Domingo, 13 / 05 / 2012

Folha de São Paulo
"Queda de juros provoca embate entre BB e Caixa" 

Bancos trocam farpas e protagonizam disputa pelo posto de líder nos cortes

A ofensiva da presidente Dilma ao usar os bancos públicos para pressionar os privados a baixar os juros no país gerou uma batalha dentro do próprio governo. O Banco do Brasil e a Caixa Econômica Federal passaram a trocar farpas e protagonizam uma disputa pelo posto de líder nos cortes.

O Estado de São Paulo
"Lei de Acesso à Informação vai começar enfraquecida" 

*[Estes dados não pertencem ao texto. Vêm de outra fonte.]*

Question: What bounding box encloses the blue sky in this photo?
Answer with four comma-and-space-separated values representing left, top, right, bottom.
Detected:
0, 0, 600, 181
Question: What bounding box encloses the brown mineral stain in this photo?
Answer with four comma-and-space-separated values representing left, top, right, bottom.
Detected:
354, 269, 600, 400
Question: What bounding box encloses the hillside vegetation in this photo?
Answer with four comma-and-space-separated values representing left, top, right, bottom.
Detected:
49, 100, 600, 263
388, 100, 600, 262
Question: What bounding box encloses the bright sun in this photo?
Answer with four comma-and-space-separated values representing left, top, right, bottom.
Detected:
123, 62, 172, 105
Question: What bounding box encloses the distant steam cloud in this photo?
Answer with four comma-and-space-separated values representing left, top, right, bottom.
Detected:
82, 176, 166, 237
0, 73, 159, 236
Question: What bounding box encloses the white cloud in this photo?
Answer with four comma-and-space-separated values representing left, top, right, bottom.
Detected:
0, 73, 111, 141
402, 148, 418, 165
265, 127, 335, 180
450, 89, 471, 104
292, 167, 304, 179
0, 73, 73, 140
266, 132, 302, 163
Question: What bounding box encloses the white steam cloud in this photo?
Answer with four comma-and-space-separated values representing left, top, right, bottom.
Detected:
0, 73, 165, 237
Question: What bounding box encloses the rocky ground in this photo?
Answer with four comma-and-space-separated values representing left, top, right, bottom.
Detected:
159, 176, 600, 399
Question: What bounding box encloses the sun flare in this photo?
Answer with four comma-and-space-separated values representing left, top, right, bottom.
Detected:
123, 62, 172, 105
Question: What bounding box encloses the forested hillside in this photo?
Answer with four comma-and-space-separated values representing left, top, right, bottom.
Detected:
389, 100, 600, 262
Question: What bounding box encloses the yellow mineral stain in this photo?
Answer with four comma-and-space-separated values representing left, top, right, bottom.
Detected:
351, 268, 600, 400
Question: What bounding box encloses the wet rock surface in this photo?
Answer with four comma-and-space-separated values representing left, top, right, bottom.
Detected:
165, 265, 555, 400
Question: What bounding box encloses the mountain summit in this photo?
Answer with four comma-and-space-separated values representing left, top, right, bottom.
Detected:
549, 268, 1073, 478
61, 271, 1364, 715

Demora na regulamentação por parte do governo atrasa detalhamento e pode gerar confusão

A três dias da entrada em vigor da Lei de Acesso à Informação, que regulamenta o direito constitucional de acesso dos cidadãos às informações públicas, o governo ainda deve o decreto que detalha o funcionamento da legislação no Executivo. Segundo o Planalto, a regulamentação será publicada até quarta, mas o ministro-chefe da Controladoria-Geral da União, Jorge Hage, admite que não será possível esperar que “os serviços de prestação de informações estejam funcionando totalmente” nesse dia. Especialistas alertam que a demora na edição do decreto – seis meses já se passaram desde a sanção da lei – pode gerar confusão na implementação. A Lei de Acesso deixou indefinidas diversas especificidades, como, por exemplo, a necessidade de identificação do requerente da informação.